Kein anderer als der Schweizer Arzt und Forscher C. G. Jung zeigt uns mit seinen tiefenpsychologischen Erkenntnissen einen WEG durch diese uns eingeprägte Berufung zu werden und durch sie hindurch zu reifen. Wir nehmen sie wahr in einer „sehnsuchtsvollen Unzufriedenheit", einer Unruhe des Herzens oder einem Von-innen-getrieben-Sein.
In seiner analytischen Arbeit erforschte Jung anhand von 80.000 Träumen, dass in einer Tiefenschicht der menschlichen Psyche ein Prozess angelegt ist, der unsere eigentliche Entwicklung und Wandlung bewirkt – sobald er uns bewusst wird! Und er will bewusst werden!
Ebenso erkannte der Tiefenpsychologe C. G. Jung in seinen Forschungen, dass auch in dem uns Unbewussten ein reiches geistiges Potenzial verborgen liegt, das bewusst werden will. Eine lebendige Kernzelle – Jung nannte diese das SELBST – kann diesen Prozess steuern. Er setzte sie dem Samenkorn einer Pflanze gleich. Der Same drängt selbstverständlich zum Entfalten der Pflanze. Der Mensch muss sich darüber bewusst werden und sich mit seinen Schattenseiten auseinandersetzen, die dem Entfalten Widerstand leisten. Jungs Forschungen treffen hier auf die Erfahrungen Rohrs – sie beide kommen zur Erkenntnis, dass wir von einem Drang erfüllt sind, nach uns selbst zu suchen.
Nach C. G. Jung erscheint dieses SELBST auf der persönlichen Ebene in unseren Träumen, auf der kollektiven Ebene in Religionssystemen, Märchen, Mythen und Kunst. Auf der symbolischen Ebene zeigt es sich in den Formen des Runden, des Quadratischen oder des Dreieckigen. Und als ein GÖTTLICHES KIND.

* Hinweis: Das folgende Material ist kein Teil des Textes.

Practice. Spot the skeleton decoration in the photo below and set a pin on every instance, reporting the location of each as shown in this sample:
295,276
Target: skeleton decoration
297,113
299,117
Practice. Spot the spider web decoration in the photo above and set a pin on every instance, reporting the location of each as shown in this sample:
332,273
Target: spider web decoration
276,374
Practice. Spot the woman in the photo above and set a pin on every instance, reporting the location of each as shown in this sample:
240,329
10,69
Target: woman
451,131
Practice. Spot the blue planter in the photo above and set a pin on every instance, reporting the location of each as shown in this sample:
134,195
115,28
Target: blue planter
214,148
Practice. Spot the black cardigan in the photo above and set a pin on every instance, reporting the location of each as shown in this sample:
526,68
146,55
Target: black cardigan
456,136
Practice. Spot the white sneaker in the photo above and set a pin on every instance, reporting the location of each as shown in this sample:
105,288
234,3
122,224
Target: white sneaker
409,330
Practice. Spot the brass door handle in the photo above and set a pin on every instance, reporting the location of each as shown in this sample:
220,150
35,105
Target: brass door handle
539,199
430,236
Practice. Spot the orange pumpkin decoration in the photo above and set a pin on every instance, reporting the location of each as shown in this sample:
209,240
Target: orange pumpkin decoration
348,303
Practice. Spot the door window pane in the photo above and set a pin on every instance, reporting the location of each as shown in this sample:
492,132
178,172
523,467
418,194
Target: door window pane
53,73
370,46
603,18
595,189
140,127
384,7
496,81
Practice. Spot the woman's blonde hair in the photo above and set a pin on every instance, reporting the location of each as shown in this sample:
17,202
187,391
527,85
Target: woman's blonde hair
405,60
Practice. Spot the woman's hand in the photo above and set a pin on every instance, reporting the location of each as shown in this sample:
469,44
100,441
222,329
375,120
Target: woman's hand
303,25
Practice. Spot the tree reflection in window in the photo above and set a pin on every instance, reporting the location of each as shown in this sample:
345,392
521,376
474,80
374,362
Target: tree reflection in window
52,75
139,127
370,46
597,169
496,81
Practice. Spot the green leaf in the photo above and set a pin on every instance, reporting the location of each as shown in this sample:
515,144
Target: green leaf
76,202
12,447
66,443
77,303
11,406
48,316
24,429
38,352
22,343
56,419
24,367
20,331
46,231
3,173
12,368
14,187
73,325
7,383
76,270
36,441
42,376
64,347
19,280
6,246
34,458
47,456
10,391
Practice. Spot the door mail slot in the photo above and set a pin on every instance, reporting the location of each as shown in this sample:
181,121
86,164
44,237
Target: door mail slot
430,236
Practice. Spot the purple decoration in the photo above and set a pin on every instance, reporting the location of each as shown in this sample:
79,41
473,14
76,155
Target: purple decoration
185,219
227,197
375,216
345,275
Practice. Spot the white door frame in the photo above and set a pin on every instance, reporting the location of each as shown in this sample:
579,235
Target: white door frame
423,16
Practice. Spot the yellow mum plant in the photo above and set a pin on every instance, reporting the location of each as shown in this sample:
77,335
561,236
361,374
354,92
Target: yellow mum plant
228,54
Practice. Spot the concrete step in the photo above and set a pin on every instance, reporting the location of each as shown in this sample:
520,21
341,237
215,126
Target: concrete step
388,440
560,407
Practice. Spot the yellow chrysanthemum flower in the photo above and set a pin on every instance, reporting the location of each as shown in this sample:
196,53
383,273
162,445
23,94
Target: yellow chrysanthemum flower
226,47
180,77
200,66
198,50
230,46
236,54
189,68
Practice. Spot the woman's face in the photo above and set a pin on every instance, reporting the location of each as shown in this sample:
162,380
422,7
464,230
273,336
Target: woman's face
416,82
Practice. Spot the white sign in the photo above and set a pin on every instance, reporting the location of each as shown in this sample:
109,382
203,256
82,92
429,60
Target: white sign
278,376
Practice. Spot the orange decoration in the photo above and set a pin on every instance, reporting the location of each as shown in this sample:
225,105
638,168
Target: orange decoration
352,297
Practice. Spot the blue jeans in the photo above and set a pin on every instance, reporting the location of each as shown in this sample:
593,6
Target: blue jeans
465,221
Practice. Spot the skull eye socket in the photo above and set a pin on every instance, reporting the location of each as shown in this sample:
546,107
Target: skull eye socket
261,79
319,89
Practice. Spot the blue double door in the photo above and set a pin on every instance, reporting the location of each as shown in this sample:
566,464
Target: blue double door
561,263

Da Jung in erster Linie die Heilung seiner Patienten ein Anliegen war, erforschte er als Arzt in seiner Praxis diesen befreienden Weg der Selbst-Suche, der Kindheitswunden zu mildern oder zu überwachsen vermag.
Diesen WEG können wir bildlich ebenso in der Natur erkennen: in Teresa von Avilas Gleichnis vom inneren Garten, der erst angelegt werden muss und dann der stetigen Pflege bedarf.
In der Kunst vermag uns insbesondere die Dichtung poetische Zugänge zu diesem Weg zu eröffnen:
Calderóns Werk „Das Leben ein Traum" zeigt uns, dass es immer wieder um eine Verwandlung des Menschen geht, von seinen machtbesessenen und kriegerischen Seiten hin zu der in ihm eingeprägten Humanität! Die Dichter dürfen spielerisch vorgehen.
In der analytischen Psychologie sind uns der Traum, innere Bilder und Fantasien wunderbare sinnbezogene Wegbegleiter auf unserem Wandlungsprozess in ein sinnerfülltes Leben. Allerdings haben wir die Traumsymbole in einem achtsamen Umkreisen mit persönlichen und kulturellen Symbolen zu entschlüsseln und in einen kreativen Dialog mit dem Bewusstsein zu bringen.
Eine große Entdeckung eines WEGES zwischen unserem irdischen und göttlichen Ursprung war für mich das Leben der Teresa von Avila, dem ich vor Kurzem durch eine Fügung begegnet bin. Insbesondere berührt wurde ich von ihrem Schöpfen eines weiblichen Weges, der in unserer Zeit so dringend gefragt ist.
Teresa strebte ihre Ziele bestimmt, klug, mutig, ausdauernd und liebevoll an und gründete gegen alle Widerstände ihrer Zeit 17 Frauen- und zwei Männerklöster. Als Nonne verinnerlichte sie vor allem den klösterlichen Weg durch eine innere Gebetszeit.